As the immune environment changes, the pro-inflammatory molecules in the internal environment begin to express, inducing the infiltration of inflammatory cells, and triggering the inflammatory cascade. The TNF-α–IL-23–TH17 pathway plays a central regulatory role in this process. During the inflammatory cascade, TNF-α and IL-23 secreted by immune cells promote the maturation and differentiation of Th17 cells and secrete large amounts of IL-17. IL-17 is the central effector molecule of psoriasis [35], with the IL-17A exhibiting the strongest pro-inflammatory effect. A trimeric receptor complex formed by two IL-17RA subunits and one IL-17RC subunit could induce the recruitment of ACT1 adaptor protein and activate a large number of intracellular kinases, including extracellular signal-regulated kinase (ERK), p38 MAPK, TGF-β activated kinase 1(TAK1), and I-κB kinase (IKK) [36,37]. The abnormal activation of kinases will significantly activate transcription factors and chemokines such as NF-κB and AP-1, provoking a cytokine storm [38]. In addition to the regulatory mechanism of the TNF-α–IL-23–Th17 pathway, Th17 cells can also activate the STAT1 signaling pathway by secreting IL-26 and IL-29, and evoke a feedforward inflammatory response along with NF-κB to maintain the level of inflammation in the internal environment [38,39]. During the inflammatory cascade, the inflammatory signal was magnified successively, finally provoking a cytokine storm and recruiting many inflammatory cell infiltration to build a highly inflammatory extracellular environment and facilitate the abnormal proliferation and differentiation through breaking the oxidative stress balance.

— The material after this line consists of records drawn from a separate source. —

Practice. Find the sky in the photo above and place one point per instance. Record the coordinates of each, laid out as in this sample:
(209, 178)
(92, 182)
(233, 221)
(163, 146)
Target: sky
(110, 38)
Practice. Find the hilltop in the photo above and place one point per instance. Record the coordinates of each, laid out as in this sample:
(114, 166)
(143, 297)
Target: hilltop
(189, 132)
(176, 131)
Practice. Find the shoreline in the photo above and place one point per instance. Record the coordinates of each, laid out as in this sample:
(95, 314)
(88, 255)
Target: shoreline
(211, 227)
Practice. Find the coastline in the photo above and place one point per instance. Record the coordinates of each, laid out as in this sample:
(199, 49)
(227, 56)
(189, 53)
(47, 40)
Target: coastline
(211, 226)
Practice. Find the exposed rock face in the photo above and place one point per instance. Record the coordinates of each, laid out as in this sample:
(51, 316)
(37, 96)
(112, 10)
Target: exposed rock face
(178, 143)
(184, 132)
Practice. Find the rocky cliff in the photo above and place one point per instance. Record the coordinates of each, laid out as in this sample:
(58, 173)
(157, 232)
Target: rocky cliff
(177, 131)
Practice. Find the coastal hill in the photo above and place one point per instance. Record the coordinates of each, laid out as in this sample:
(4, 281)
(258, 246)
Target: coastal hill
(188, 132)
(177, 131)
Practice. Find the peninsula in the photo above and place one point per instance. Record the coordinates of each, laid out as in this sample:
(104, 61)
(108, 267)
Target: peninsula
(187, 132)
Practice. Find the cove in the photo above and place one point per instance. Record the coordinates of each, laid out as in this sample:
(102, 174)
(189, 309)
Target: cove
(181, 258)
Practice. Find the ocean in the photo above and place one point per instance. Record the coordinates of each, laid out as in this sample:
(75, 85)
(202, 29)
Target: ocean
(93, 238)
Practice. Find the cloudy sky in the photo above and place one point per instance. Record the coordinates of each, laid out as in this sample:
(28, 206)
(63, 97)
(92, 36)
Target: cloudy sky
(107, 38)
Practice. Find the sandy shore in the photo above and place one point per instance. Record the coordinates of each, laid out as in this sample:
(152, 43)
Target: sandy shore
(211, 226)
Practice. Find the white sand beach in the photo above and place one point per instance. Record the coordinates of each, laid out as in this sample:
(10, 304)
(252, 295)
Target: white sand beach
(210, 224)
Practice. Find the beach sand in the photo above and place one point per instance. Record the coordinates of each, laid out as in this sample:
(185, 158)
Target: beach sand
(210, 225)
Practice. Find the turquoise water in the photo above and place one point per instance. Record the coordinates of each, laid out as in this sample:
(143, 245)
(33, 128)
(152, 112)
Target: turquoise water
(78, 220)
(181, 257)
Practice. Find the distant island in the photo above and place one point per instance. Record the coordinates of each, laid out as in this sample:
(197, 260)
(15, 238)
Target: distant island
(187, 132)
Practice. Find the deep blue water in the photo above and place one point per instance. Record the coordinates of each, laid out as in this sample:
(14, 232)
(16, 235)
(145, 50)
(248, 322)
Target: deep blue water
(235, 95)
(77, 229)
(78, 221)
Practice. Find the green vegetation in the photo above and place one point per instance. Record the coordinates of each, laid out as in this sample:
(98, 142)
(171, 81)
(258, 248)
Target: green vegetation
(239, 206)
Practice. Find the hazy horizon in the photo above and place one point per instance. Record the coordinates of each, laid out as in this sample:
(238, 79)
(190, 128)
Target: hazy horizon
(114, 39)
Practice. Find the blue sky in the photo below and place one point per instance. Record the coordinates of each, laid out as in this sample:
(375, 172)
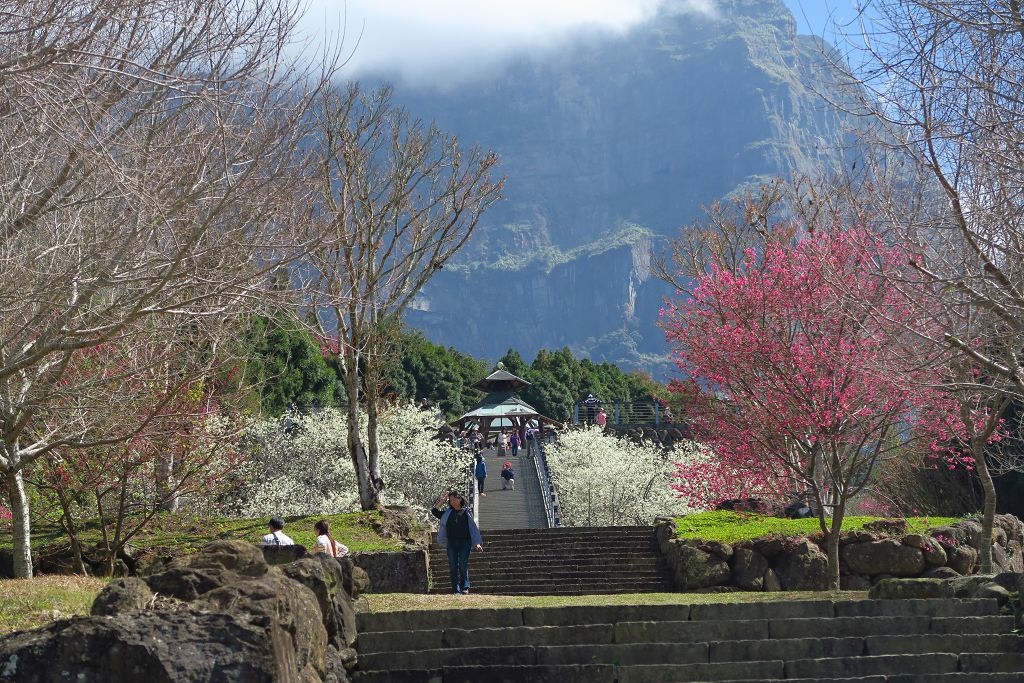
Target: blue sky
(815, 16)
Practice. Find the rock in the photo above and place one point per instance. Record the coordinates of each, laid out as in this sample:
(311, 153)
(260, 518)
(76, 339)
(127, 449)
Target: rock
(992, 590)
(403, 571)
(122, 595)
(971, 532)
(852, 582)
(274, 555)
(1000, 562)
(1015, 550)
(857, 536)
(718, 549)
(887, 556)
(940, 572)
(228, 616)
(771, 583)
(805, 568)
(355, 581)
(187, 584)
(962, 558)
(770, 547)
(749, 568)
(244, 559)
(156, 647)
(914, 541)
(935, 554)
(324, 577)
(888, 526)
(903, 589)
(291, 611)
(695, 568)
(665, 530)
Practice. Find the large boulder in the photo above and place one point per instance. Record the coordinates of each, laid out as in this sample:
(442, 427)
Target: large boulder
(122, 595)
(402, 571)
(223, 614)
(884, 557)
(962, 558)
(325, 578)
(695, 569)
(156, 647)
(749, 568)
(803, 567)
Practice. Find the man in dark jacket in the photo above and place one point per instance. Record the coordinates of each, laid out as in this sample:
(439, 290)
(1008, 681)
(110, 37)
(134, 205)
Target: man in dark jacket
(459, 534)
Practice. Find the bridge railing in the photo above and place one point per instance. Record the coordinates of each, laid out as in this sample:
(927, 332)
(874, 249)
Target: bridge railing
(623, 413)
(549, 494)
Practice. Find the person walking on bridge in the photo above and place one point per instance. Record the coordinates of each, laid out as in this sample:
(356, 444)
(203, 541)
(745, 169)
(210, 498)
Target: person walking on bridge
(460, 535)
(480, 472)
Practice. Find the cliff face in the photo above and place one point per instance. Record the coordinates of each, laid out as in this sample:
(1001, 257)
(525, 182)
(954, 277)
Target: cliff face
(615, 133)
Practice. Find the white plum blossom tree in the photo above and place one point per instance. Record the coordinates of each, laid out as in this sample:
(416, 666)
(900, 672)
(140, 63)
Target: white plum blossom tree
(605, 480)
(294, 469)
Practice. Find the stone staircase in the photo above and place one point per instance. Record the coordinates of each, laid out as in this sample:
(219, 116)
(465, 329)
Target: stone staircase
(561, 561)
(894, 641)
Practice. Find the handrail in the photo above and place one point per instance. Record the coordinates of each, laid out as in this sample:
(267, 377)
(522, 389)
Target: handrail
(471, 488)
(621, 413)
(548, 492)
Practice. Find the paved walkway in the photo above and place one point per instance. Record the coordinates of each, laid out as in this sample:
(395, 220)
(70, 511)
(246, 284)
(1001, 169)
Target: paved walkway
(522, 508)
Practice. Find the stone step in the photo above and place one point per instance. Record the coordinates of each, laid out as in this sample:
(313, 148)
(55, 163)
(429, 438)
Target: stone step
(585, 573)
(617, 555)
(942, 614)
(565, 590)
(584, 561)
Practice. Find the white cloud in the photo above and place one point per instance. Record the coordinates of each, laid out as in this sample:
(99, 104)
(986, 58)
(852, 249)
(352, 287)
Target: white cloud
(446, 41)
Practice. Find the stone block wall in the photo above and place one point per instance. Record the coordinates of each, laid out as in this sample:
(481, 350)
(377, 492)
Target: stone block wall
(867, 556)
(401, 571)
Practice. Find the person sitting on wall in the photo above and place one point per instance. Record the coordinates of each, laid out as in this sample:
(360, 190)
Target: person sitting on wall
(276, 537)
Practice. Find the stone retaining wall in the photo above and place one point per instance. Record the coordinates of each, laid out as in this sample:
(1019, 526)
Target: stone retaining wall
(222, 614)
(866, 556)
(401, 571)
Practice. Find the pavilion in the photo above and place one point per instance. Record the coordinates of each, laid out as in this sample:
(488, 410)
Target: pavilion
(502, 406)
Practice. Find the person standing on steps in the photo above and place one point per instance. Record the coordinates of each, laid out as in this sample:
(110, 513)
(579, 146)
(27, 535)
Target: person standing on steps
(508, 476)
(326, 544)
(276, 537)
(460, 535)
(480, 472)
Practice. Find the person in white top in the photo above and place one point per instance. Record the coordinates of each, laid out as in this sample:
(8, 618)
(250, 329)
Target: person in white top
(276, 537)
(326, 543)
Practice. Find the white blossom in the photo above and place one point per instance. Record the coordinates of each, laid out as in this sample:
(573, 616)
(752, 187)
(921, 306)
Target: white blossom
(300, 465)
(605, 480)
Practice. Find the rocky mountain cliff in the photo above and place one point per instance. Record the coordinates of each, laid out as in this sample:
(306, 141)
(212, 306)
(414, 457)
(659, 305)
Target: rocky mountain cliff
(609, 145)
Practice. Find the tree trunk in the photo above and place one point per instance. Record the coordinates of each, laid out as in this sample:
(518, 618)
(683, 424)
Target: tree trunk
(368, 493)
(167, 497)
(23, 531)
(988, 511)
(833, 545)
(373, 447)
(71, 528)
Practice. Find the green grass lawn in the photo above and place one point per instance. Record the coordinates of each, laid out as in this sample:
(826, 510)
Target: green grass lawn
(730, 526)
(179, 534)
(30, 604)
(386, 602)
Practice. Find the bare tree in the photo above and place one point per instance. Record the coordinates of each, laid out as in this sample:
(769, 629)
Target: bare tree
(147, 166)
(942, 79)
(398, 199)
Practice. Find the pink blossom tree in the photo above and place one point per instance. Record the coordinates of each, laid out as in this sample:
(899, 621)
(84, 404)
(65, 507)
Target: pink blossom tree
(804, 372)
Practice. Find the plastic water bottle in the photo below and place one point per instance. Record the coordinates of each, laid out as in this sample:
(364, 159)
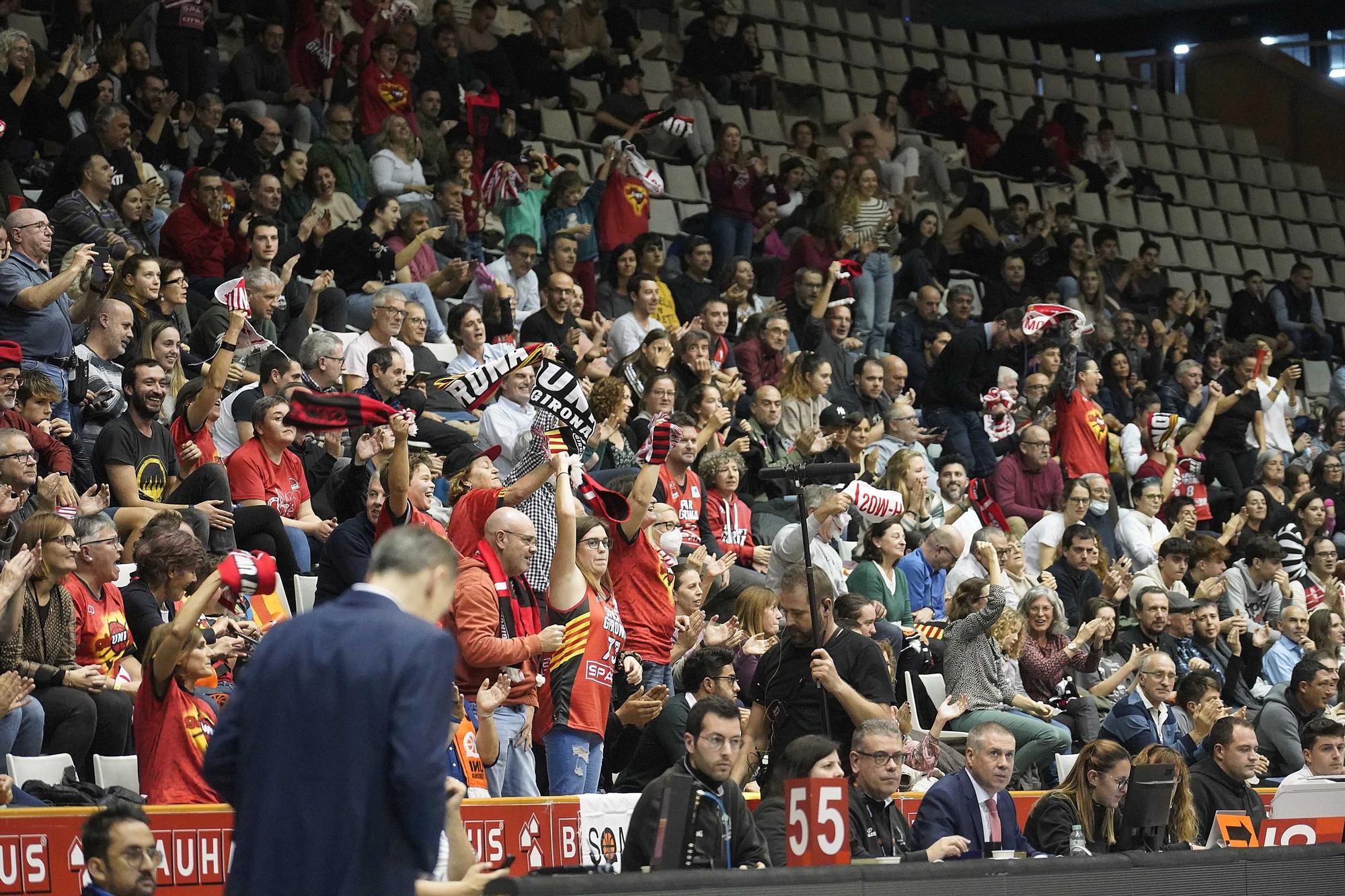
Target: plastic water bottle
(1078, 846)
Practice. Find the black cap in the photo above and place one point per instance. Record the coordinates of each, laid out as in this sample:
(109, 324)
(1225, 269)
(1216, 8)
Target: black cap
(462, 458)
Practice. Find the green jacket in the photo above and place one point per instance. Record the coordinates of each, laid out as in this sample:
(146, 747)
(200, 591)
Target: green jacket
(867, 579)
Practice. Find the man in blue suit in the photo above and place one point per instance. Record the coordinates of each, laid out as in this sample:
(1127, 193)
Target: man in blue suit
(332, 748)
(973, 803)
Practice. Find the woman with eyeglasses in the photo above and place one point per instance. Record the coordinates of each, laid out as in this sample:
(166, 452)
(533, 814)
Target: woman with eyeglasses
(575, 701)
(1042, 544)
(1090, 797)
(87, 713)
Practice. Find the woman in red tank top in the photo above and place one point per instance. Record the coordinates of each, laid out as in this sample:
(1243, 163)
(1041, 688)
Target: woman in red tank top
(578, 694)
(173, 725)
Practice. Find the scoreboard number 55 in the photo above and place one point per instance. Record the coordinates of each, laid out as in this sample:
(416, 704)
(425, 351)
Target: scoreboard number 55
(817, 821)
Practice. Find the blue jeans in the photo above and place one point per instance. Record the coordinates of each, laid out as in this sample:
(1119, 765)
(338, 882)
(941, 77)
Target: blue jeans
(966, 438)
(874, 303)
(574, 760)
(657, 674)
(299, 541)
(59, 378)
(21, 729)
(730, 237)
(514, 774)
(362, 307)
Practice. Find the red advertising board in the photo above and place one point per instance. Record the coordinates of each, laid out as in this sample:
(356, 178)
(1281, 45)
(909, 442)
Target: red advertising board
(41, 849)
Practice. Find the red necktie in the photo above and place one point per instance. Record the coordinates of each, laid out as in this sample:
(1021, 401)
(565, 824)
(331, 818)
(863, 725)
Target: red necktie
(996, 836)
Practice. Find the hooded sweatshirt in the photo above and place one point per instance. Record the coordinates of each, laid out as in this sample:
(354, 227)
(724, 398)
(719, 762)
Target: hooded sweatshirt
(205, 248)
(1214, 791)
(475, 620)
(1277, 731)
(1260, 603)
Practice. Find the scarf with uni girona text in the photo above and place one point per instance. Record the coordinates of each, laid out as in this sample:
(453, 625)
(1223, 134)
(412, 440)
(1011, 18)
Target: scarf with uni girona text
(518, 619)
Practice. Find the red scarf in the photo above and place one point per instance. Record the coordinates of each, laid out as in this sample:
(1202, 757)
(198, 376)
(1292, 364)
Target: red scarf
(517, 619)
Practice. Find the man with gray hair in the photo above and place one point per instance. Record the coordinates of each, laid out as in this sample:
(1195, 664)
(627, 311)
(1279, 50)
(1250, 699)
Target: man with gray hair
(849, 667)
(970, 568)
(36, 307)
(878, 825)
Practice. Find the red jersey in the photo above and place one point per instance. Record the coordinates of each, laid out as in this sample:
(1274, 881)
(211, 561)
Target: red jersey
(467, 525)
(623, 213)
(685, 499)
(1190, 481)
(578, 692)
(103, 637)
(171, 737)
(254, 477)
(411, 518)
(181, 434)
(1081, 438)
(642, 583)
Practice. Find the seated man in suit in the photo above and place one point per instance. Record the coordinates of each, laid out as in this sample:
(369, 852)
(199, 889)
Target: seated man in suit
(1144, 717)
(973, 803)
(878, 826)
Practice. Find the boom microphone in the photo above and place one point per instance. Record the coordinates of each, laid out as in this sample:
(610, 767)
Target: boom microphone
(809, 471)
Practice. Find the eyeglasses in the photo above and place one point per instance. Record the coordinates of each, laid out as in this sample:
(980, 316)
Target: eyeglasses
(718, 741)
(137, 856)
(882, 758)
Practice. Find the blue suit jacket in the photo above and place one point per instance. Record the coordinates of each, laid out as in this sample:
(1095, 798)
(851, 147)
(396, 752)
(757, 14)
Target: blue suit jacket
(332, 751)
(950, 807)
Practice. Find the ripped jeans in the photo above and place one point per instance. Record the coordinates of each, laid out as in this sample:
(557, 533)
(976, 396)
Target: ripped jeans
(574, 760)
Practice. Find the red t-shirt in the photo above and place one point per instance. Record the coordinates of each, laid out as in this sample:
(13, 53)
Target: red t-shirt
(644, 588)
(181, 434)
(1081, 436)
(467, 525)
(171, 739)
(411, 518)
(103, 637)
(254, 477)
(623, 213)
(685, 499)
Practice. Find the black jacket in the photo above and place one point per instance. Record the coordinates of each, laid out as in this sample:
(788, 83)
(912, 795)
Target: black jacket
(1215, 791)
(746, 841)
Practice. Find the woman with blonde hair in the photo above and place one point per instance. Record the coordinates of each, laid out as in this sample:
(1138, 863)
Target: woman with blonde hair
(1182, 818)
(804, 386)
(575, 701)
(907, 474)
(1090, 797)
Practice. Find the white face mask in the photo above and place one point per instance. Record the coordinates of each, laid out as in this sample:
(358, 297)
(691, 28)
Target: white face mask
(672, 542)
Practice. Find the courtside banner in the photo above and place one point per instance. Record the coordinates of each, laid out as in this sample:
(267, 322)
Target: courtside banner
(559, 392)
(477, 386)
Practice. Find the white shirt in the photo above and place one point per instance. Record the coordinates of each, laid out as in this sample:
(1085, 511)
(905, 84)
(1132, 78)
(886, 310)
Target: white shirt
(1159, 713)
(506, 424)
(527, 291)
(356, 361)
(1137, 536)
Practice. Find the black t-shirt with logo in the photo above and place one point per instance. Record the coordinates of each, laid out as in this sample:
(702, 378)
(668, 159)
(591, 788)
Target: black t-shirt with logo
(151, 458)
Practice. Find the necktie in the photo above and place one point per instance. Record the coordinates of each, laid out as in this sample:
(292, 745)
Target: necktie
(996, 836)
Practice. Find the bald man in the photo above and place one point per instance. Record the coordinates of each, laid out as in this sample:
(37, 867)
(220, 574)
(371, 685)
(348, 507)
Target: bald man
(497, 635)
(36, 307)
(556, 323)
(1028, 482)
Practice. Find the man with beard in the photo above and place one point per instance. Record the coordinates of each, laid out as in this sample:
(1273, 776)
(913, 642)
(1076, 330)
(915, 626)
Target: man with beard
(849, 667)
(137, 458)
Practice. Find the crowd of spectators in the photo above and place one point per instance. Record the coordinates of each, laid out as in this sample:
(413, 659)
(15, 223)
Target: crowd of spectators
(1101, 510)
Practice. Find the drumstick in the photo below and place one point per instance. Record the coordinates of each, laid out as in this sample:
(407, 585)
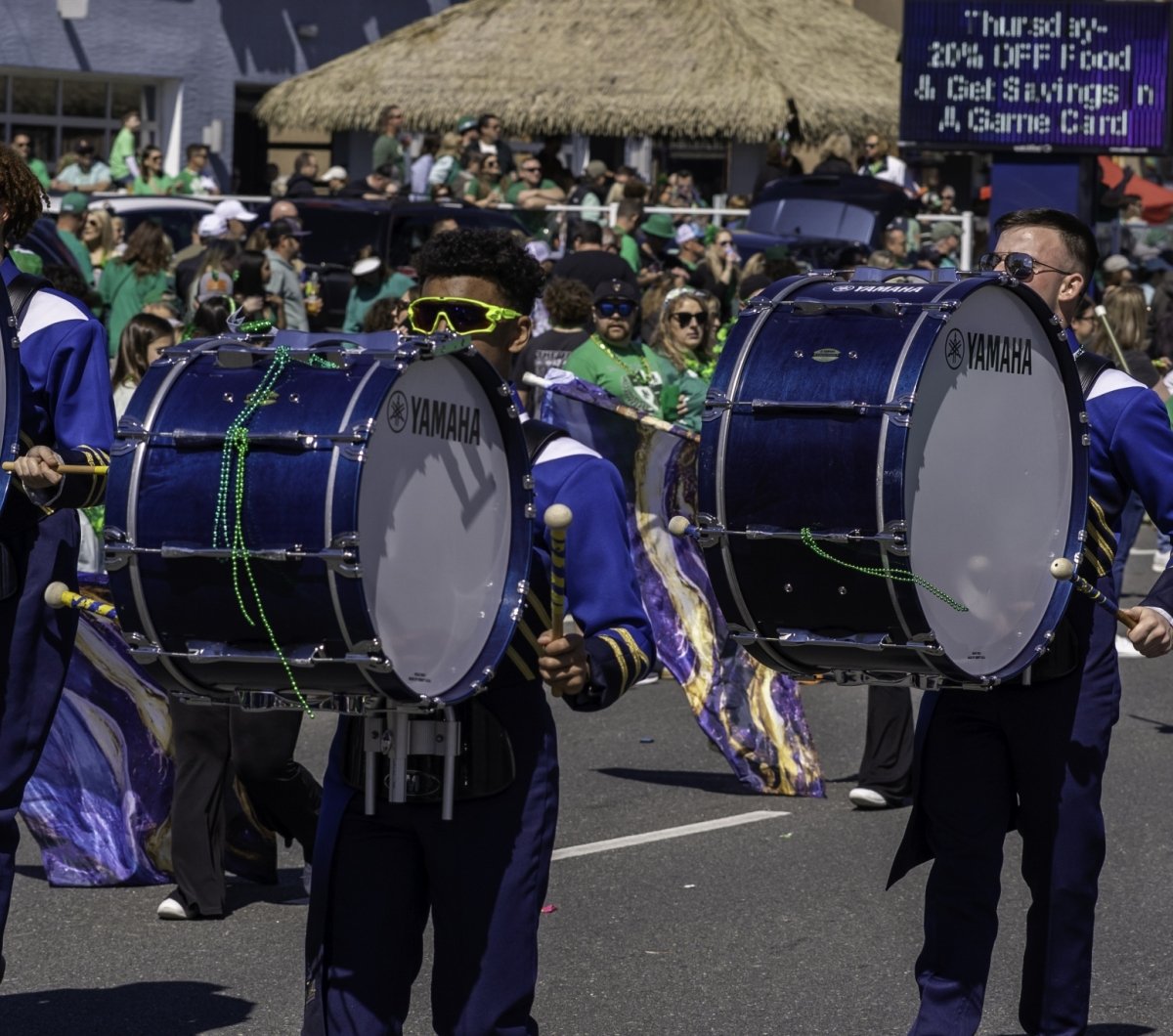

The imbalance of oxidative stress homeostasis

During the immune and inflammatory stages, neutrophils in the blood proliferate massively and undergo oxidative burst by secreting large amounts of ROS under the stimulation of TNF-α [40]. ROS acts directly on keratinocytes and fibroblasts and causes a rapid decline in intracellular Ca2+ concentration, which could shift the state of cells from promoting differentiation to rapid proliferation [41,42]. It has been reported that increased ROS could increase mTOR secretion, thus directly activate NF-κB and stimulate the release of inflammatory cytokines[43]. With the accumulation of intracellular ROS, the intracellular antioxidant system was activated but insufficient to counterweigh the high levels of inflammation and oxidation in psoriasis. 0Instead, it increases secretion of K6, K16 and K17, promotes proliferation and inhibits apoptosis of keratinocytes, playing a protective role in hyperproliferative keratinocytes [44,45]. However, it is noteworthy that ROS functions more as a tandem role in the pathogenesis of psoriasis, which is initiated by abnormal immune environment and initiates the proliferation of keratinocytes through the metabolic.

Abnormal proliferation and differentiation of keratinocytes

Previous studies have shown that keratinocytes participate in the initial stage of a series of complex immune responses in psoriasis and act as the end effector cells that respond to the immune reactions, undergoing hyperproliferation and abnormal differentiation. After damage, the keratinocytes play the role of self-protection by releasing AMPs. However, in addition to the anti-infective effect of AMPs, they also activate the innate immunity, releasing large amounts of IL-17, IL-26, IL-29 and TNF-α to amplify the inflammatory reaction. In turn, the excessively released inflammatory factors act directly on keratinocytes, activate CXCL9/10/11 through the STAT1 pathway, and induce the Th1 cells to migrate into the epidermis [38,46].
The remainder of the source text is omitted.